I know that $\mathbb{R}^\omega$ is not locally compact in the product topology. Since the box topology is finer than the product topology, does that mean that $\mathbb{R}^\omega$ is not locally compact in the box topology?
Alternatively, trying to prove that it is locally compact. We know that $\mathbb{R}^\omega$ is Hausdorff in any topology, locally compactness is equivalent to finding for each $x$, a neighborhood $U$ of $x$ such that there is another neighborhood $V$ of $x$ such that $\bar{V}\subset U$.
Well let $x=(x_1,x_2,x_3,\dots)$. Let $U$ be some neighborhood of $x$. Can't I always find a neighborhood $V$ inside $U$ (i.e. in some way in between $x$ and $U$), such that the closure of $V$ is contained in $U$?
What about for the uniform topology?
Thanks in advance!
Best Answer
If $X=\square_{i=0}^\infty\Bbb R$ were locally compact, then it would be locally compact Hausdorff, so each point would be contained in an open box $U$ such that $\overline U$ is compact. $\overline U$ is then a compact Hausdorff space with the box topology, and this topology is strictly finer (on $\overline U$) than the product topology. However, $\overline U$ is also compact Hausdorff in the product topology. The point is now that a compact Hausdorff space is minimally Hausdorff, it means there cannot be a coarser topology under which the space remains Hausdorff.

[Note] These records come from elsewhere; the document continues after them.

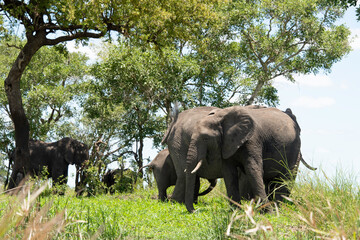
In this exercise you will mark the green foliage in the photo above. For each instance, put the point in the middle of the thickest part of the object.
(321, 208)
(283, 38)
(124, 182)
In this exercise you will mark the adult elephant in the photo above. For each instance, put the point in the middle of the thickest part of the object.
(56, 157)
(165, 175)
(262, 144)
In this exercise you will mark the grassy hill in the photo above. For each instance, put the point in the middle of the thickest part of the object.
(319, 208)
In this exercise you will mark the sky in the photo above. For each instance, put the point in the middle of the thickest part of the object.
(327, 108)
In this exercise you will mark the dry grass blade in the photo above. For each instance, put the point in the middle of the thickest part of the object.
(22, 219)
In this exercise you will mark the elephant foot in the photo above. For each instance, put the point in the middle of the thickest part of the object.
(176, 199)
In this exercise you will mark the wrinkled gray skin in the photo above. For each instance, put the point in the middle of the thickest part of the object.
(56, 156)
(165, 175)
(232, 143)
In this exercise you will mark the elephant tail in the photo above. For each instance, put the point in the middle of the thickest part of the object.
(174, 117)
(306, 164)
(293, 117)
(212, 185)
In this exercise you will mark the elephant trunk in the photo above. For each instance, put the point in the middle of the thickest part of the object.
(212, 185)
(194, 157)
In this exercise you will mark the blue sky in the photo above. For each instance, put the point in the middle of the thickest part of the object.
(327, 109)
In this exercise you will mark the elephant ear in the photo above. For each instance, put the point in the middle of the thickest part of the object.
(238, 127)
(69, 150)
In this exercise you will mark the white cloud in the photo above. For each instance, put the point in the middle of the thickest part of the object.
(312, 102)
(307, 81)
(355, 36)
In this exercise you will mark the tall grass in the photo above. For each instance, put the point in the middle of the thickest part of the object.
(319, 207)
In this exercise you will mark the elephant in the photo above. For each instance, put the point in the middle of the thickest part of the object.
(165, 175)
(258, 144)
(56, 157)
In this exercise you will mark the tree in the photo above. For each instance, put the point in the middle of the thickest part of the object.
(48, 23)
(50, 84)
(346, 4)
(282, 38)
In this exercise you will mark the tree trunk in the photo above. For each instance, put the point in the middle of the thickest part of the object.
(140, 160)
(12, 88)
(255, 93)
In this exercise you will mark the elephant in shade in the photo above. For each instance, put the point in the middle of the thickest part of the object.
(250, 147)
(165, 175)
(55, 157)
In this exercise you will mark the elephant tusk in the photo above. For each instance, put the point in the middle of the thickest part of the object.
(197, 167)
(307, 165)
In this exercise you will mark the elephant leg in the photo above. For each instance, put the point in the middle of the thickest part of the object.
(254, 173)
(178, 194)
(245, 187)
(197, 189)
(162, 194)
(230, 174)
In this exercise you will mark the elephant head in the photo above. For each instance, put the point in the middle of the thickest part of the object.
(74, 152)
(217, 136)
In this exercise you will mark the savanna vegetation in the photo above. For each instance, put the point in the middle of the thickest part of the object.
(154, 54)
(318, 208)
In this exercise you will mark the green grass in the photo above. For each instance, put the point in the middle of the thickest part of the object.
(318, 208)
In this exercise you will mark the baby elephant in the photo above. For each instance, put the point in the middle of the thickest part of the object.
(165, 175)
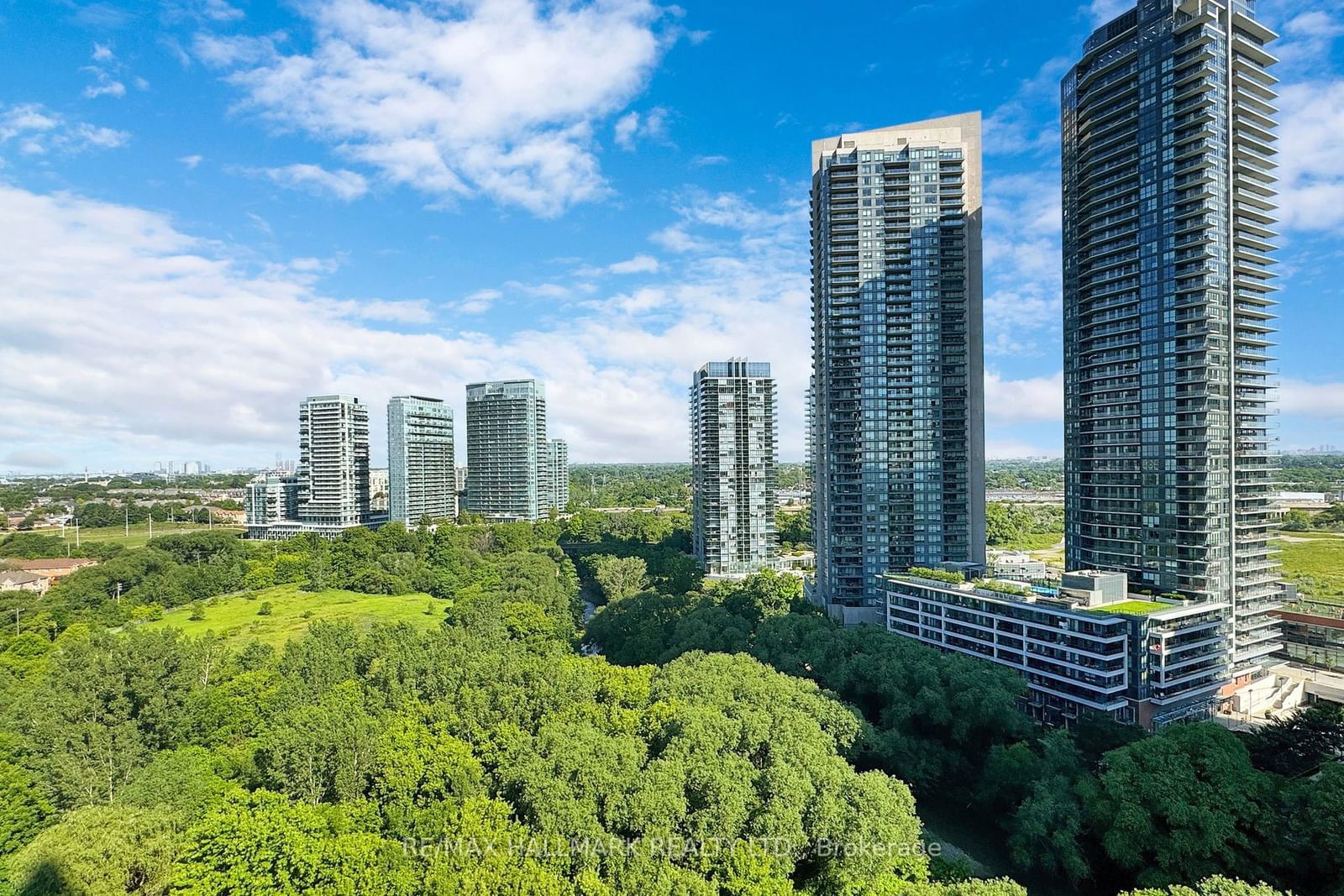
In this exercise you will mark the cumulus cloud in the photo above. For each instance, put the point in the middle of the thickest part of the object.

As for the uniform topology: Assume that $X=\left(\prod\limits_{i=0}^\infty\Bbb R,\tau_{un}\right)$ with the uniform topology were locally compact. Then $x=(x_n)_n\in\prod\limits_{i=0}^\infty\Bbb R$ would have a basic neighborhood $U$ of the form $\prod\limits_{i=0}^\infty(x_i-\varepsilon,x_i+ε)$ whose closure $\prod\limits_{i=0}^\infty[x_i-ε,x_i+ε]$ is compact. However such a set isn't compact in the uniform topology. To show this, assume wLoG that the set in question is $\prod\limits_{i=0}^\infty[0,1]=:Y$. Define $y^n=(y^n_k)_k$, where $y^n_k=\delta_{nk}$. Then the set $\{y^n\mid n\in\Bbb N\}\subset Y$ is an infinite set without a limit point. It follows that $\prod\limits_{i=0}^\infty[0,1]$ isn't compact, not even countably compact. Hence $X$ fails to be locally compact.